A Mel Spectrogram Enhancement Paradigm Based on CWT in Speech Synthesis

Guoqiang Hu,Huaning Tan,Ruilai Li
2024-07-10
Abstract:Acoustic features play an important role in improving the quality of the synthesised speech. Currently, the Mel spectrogram is a widely employed acoustic feature in most acoustic models. However, due to the fine-grained loss caused by its Fourier transform process, the clarity of speech synthesised by Mel spectrogram is compromised in mutant signals. In order to obtain a more detailed Mel spectrogram, we propose a Mel spectrogram enhancement paradigm based on the continuous wavelet transform (CWT). This paradigm introduces an additional task: a more detailed wavelet spectrogram, which like the post-processing network takes as input the Mel spectrogram output by the decoder. We choose Tacotron2 and Fastspeech2 for experimental validation in order to test autoregressive (AR) and non-autoregressive (NAR) speech systems, respectively. The experimental results demonstrate that the speech synthesised using the model with the Mel spectrogram enhancement paradigm exhibits higher MOS, with an improvement of 0.14 and 0.09 compared to the baseline model, respectively. These findings provide some validation for the universality of the enhancement paradigm, as they demonstrate the success of the paradigm in different architectures.
Sound,Artificial Intelligence,Audio and Speech Processing
What problem does this paper attempt to address?

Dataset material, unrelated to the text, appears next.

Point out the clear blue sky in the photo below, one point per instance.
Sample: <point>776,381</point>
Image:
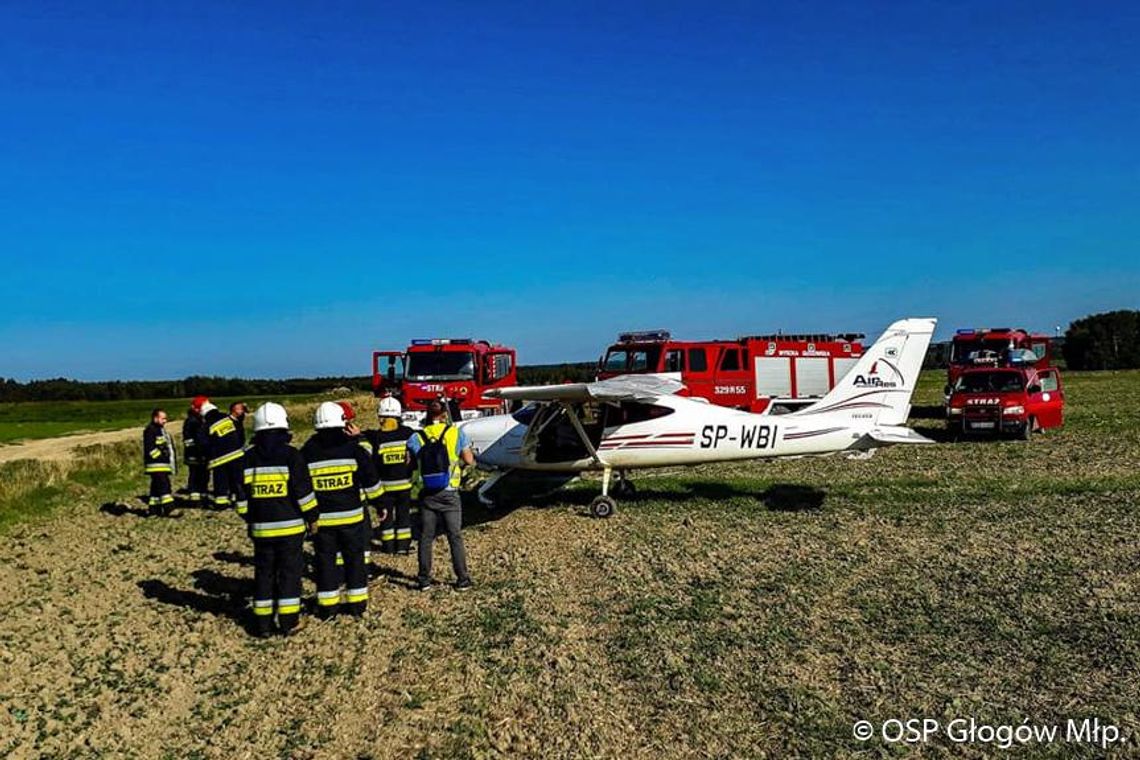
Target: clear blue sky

The problem that this paper attempts to solve is: in current speech synthesis systems based on Mel spectrogram, when dealing with abrupt - change signals, the clarity of the synthesized speech is affected due to the loss of fine - grained information caused by the Fourier transform process. In order to obtain a more detailed Mel spectrogram and thus improve the quality of the synthesized speech, the author proposes a Mel spectrogram enhancement paradigm based on Continuous Wavelet Transform (CWT). Specifically, the paper mainly solves the following problems: 1. **Loss of fine - grained information**: Due to the fixed window length and frequency resolution limitations in the Fourier transform process, the traditional Mel spectrogram cannot well capture the transient changes and high - frequency details in the speech signal. 2. **Adaptability to abrupt - change signals**: The basis functions of the Fourier transform are difficult to adapt to the changes of abrupt - change signals, resulting in poor performance when dealing with non - stationary signals. 3. **Improving the quality of synthesized speech**: By introducing a more detailed waveform spectrogram as an auxiliary task, the Mel spectrogram is forced to learn in a more detailed direction, thereby improving the clarity and expressiveness of the synthesized speech. To solve these problems, the author proposes an enhancement paradigm consisting of three main components: - **Mel Spectrogram Decoder**: Generate the initial Mel spectrogram. - **CWT - Net**: Use continuous wavelet transform to refine the Mel spectrogram and generate a more detailed waveform spectrogram. - **Post - Net**: Reconstruct and enhance the Mel spectrogram to further improve its quality. Through experimental verification, this method has achieved significant results in two speech synthesis models with different architectures, Tacotron2 and Fastspeech2, increasing the MOS scores by 0.14 and 0.09 respectively, which proves the effectiveness and universality of this enhancement paradigm.